Dodger's Guide to London

(2013) Terry Pratchett, Doubleday, £12.99, hrdbk, 137pp, ISBN 978-0-857-53324-1

 

This book sort of accompanies Terry’s novel Dodger. It is very much the stocking filler, an ideal book for a Christmas or birthday gift. It is not a story but, as its name implies, a collection of interesting background information on the London of Dodger's day (which was the early Victorian period). It is not at all necessary to have read Dodger though it goes well with it, especially if, like me, you have just read the novel.

It provides an insight into life in London at the time, and that was not particularly pleasant for most people.
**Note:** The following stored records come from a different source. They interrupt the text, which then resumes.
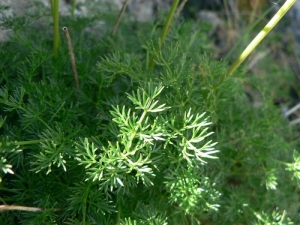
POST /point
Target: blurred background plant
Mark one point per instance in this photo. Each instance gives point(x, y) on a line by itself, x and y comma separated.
point(135, 145)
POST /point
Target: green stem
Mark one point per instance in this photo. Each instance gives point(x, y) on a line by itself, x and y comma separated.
point(249, 29)
point(73, 8)
point(166, 28)
point(262, 34)
point(55, 15)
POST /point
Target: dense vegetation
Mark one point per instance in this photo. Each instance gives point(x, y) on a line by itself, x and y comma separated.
point(153, 134)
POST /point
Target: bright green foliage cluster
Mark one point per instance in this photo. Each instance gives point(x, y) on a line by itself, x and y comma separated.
point(134, 145)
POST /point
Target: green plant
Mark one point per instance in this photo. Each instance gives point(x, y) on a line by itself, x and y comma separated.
point(175, 144)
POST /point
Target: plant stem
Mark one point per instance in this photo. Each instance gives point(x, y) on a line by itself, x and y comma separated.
point(73, 8)
point(180, 8)
point(262, 34)
point(72, 56)
point(166, 28)
point(55, 15)
point(120, 17)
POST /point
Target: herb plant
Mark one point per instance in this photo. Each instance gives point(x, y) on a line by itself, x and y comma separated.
point(173, 143)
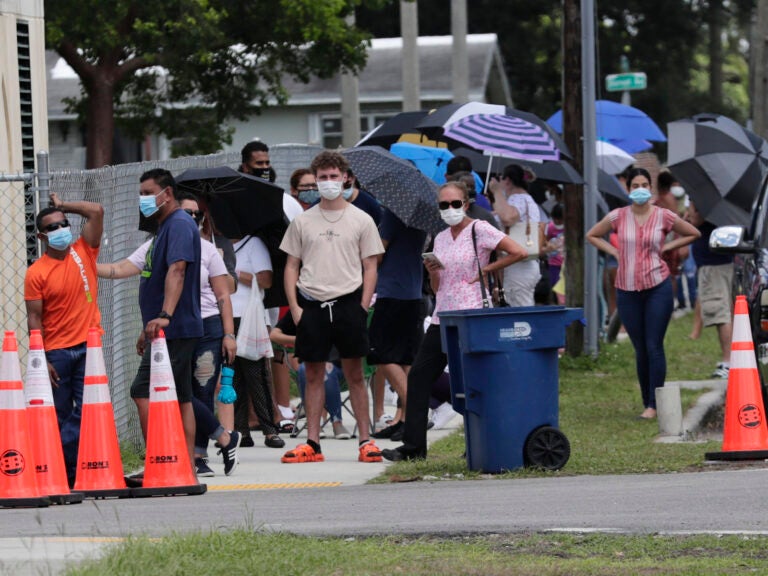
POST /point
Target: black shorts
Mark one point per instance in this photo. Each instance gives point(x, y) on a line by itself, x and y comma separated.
point(341, 322)
point(396, 331)
point(182, 353)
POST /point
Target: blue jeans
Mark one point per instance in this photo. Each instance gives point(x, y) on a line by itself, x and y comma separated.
point(646, 314)
point(68, 399)
point(332, 390)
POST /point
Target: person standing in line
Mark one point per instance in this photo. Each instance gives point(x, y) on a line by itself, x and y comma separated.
point(396, 326)
point(169, 296)
point(461, 252)
point(218, 342)
point(60, 293)
point(330, 278)
point(643, 286)
point(512, 203)
point(715, 289)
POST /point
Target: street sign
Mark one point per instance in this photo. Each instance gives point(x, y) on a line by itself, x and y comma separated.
point(626, 81)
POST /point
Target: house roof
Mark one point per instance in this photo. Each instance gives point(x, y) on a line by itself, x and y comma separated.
point(379, 82)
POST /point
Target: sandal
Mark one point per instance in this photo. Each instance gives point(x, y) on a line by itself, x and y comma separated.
point(302, 453)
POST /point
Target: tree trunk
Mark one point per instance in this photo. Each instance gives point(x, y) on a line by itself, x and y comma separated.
point(574, 195)
point(716, 52)
point(100, 121)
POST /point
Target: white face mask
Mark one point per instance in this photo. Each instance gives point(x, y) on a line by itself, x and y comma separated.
point(452, 216)
point(330, 189)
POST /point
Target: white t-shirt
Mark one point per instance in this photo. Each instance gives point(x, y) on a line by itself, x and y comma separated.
point(252, 258)
point(211, 266)
point(331, 245)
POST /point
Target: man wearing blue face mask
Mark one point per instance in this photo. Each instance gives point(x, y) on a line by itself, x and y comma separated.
point(60, 292)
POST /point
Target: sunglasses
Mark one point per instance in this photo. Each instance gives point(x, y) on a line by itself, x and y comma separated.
point(444, 205)
point(56, 225)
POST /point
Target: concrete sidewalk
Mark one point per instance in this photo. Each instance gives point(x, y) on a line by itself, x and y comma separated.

Perhaps the very rich were having a good time, but the people below them struggled, and the lower echelons of society struggled daily to even stay alive. Whilst we look back with rose-tinted glasses to the warm pleasures of a simple life as described in some of the works by authors such as Dickens, the reality was very far from that. If we think life can be a struggle now, it was terrible back then - there was no social security, no unemployment benefit, no social housing. It was entirely up to you to find some way (often not at all legal) of keeping fed and watered (not that you would want to drink the water), to find a roof (or something waterproof) over your head at night, and if you failed to do so on a daily basis then that was the end of you. We really have never had it better than we do today!
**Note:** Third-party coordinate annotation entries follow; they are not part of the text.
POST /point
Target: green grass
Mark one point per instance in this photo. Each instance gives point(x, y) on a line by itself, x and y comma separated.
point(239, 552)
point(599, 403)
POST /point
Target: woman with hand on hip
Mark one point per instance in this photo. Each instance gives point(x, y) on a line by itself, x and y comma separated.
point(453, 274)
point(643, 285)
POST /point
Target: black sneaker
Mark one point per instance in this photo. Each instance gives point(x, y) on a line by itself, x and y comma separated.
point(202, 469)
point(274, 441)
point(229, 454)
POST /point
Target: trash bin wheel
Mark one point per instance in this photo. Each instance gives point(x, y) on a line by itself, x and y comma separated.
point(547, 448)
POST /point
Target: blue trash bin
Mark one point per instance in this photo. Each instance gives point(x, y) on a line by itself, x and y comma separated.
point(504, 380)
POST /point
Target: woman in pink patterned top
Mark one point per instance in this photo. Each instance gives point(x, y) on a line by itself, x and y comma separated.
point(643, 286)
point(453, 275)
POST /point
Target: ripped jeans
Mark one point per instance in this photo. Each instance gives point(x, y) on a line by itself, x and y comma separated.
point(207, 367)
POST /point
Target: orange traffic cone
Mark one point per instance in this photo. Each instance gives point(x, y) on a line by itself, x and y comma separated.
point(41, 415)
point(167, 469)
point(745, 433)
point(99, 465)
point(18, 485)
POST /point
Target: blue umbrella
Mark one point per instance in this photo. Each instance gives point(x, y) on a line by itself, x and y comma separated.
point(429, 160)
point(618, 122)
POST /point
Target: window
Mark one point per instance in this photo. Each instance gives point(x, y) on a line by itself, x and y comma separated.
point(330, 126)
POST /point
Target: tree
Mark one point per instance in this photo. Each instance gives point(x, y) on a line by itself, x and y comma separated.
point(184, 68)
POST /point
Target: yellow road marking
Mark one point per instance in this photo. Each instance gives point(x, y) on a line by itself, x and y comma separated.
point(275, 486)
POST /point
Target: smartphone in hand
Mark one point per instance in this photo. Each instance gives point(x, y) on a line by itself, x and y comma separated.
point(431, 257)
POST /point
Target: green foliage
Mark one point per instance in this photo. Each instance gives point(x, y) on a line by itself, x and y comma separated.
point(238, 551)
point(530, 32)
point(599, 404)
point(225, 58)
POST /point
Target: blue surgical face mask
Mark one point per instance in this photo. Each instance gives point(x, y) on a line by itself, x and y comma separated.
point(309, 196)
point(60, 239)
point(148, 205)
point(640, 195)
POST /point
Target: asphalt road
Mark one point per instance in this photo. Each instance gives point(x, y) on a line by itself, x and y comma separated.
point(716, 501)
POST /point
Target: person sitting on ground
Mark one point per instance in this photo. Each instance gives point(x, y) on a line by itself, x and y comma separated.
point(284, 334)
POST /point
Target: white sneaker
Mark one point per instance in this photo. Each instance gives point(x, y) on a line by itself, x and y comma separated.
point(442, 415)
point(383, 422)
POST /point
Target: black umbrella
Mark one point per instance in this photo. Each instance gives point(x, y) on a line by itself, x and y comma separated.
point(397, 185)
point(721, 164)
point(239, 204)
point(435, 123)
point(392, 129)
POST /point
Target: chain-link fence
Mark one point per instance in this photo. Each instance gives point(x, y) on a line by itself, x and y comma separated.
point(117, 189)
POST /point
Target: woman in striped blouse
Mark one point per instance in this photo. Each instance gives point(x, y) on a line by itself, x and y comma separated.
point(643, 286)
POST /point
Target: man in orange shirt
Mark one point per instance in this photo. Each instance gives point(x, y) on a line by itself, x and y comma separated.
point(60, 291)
Enough of such despondency; this little book is designed to entertain and amuse as well as inform. It is stuffed full of little sections on this and that, explanations of old words and terms, old ways of doing things, and so on. It makes an interesting read though is best dipped into a few pages at a time.

As well as being full of facts, it also quotes little excerpts from Dodger to illustrate various points. Throughout this is hardly a heavy textbook but Dodger’s quotes add a pleasant lightness, and it is up to the reader to remember that Dodger and his friends from the Rookeries are fictional characters but nonetheless are based very much on the real people of the times. Certain of the characters appearing in Dodger were real people (such as Charles Dickens and Henry Mayhew), though used in a fictionalised way, and references in this book to these friendships are equally fictional but illustrative.
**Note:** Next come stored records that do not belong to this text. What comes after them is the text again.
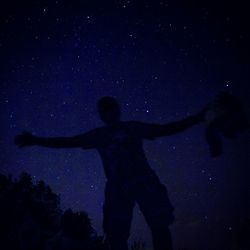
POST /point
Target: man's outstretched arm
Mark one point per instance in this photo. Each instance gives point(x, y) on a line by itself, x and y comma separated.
point(158, 130)
point(27, 139)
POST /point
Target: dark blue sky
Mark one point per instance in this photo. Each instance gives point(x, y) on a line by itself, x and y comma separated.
point(162, 60)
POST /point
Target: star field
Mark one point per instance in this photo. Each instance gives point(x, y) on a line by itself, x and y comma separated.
point(163, 61)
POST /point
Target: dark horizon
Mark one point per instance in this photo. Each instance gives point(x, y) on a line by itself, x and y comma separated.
point(163, 61)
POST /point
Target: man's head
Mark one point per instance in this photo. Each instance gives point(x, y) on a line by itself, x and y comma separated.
point(108, 109)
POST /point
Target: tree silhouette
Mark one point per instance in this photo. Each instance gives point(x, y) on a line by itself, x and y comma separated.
point(31, 218)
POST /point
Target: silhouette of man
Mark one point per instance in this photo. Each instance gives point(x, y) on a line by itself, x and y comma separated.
point(129, 176)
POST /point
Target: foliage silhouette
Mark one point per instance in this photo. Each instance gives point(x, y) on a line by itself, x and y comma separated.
point(31, 218)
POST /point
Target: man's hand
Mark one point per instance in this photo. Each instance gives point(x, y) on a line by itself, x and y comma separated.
point(25, 139)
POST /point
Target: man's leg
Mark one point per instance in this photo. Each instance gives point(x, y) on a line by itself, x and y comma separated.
point(117, 216)
point(154, 203)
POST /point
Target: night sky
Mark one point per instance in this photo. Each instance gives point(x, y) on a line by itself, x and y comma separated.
point(162, 60)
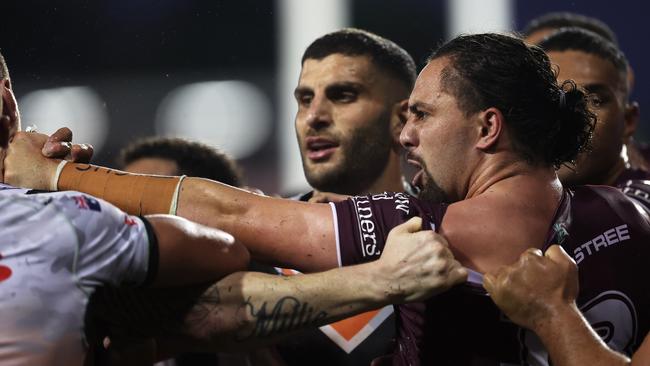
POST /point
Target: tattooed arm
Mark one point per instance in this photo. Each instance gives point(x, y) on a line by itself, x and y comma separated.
point(248, 309)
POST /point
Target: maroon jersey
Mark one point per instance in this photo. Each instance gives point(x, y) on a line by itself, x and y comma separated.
point(607, 234)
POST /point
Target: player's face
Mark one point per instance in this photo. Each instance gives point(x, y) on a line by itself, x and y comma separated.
point(438, 137)
point(9, 117)
point(343, 122)
point(157, 166)
point(607, 89)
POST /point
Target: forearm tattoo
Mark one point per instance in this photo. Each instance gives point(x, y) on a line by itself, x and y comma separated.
point(279, 317)
point(201, 313)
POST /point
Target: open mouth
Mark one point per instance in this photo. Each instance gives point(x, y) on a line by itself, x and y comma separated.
point(319, 148)
point(418, 178)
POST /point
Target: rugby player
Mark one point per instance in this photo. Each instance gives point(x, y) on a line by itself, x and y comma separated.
point(543, 26)
point(488, 125)
point(60, 247)
point(57, 248)
point(539, 293)
point(600, 68)
point(352, 95)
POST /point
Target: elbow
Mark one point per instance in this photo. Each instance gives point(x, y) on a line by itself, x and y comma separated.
point(240, 257)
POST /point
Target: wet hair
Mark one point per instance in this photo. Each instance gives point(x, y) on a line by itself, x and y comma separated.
point(549, 124)
point(193, 159)
point(384, 53)
point(4, 70)
point(567, 19)
point(579, 39)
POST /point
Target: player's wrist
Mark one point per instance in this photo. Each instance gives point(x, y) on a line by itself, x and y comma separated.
point(55, 175)
point(373, 285)
point(552, 316)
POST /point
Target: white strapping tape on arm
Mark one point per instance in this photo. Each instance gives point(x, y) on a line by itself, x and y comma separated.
point(177, 192)
point(54, 183)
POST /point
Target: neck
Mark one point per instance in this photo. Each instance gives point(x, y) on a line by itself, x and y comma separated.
point(513, 174)
point(390, 180)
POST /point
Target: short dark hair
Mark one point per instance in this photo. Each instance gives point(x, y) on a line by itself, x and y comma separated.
point(549, 123)
point(567, 19)
point(579, 39)
point(193, 159)
point(384, 53)
point(4, 70)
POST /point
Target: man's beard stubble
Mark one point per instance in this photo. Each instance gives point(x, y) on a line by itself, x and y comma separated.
point(365, 156)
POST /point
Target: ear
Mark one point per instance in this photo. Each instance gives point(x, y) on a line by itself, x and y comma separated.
point(631, 120)
point(398, 117)
point(490, 127)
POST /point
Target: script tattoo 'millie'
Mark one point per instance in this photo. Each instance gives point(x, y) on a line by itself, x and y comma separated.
point(286, 315)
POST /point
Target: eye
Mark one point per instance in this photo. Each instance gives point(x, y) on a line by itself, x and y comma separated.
point(304, 99)
point(418, 113)
point(342, 94)
point(597, 101)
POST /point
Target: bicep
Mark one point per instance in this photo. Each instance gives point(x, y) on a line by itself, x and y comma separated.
point(276, 231)
point(193, 253)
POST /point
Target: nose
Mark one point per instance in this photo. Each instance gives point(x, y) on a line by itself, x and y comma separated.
point(408, 137)
point(319, 113)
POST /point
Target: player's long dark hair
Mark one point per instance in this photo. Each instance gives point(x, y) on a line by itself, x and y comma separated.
point(550, 123)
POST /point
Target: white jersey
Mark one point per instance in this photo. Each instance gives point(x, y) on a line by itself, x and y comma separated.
point(55, 249)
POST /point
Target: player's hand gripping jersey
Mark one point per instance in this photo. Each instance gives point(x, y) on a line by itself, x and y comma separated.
point(56, 248)
point(606, 233)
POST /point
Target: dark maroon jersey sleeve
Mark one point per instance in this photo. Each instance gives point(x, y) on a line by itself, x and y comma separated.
point(639, 191)
point(363, 223)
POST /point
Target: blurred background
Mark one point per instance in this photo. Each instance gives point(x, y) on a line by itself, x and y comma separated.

I have just one criticism and it is that, at times, larger font sizes would make it easier to read. Some of the quotes from Dodger are in a small, italic font and the reprinted cartoons and illustrations (such as from Punch magazine) have equally small and difficult to read text. Make sure you have a bright reading light!

All told, this is an entertaining and informative book. Whilst hardly a textbook for historians, it makes an enjoyable gift for those with at least a passing interest in our past.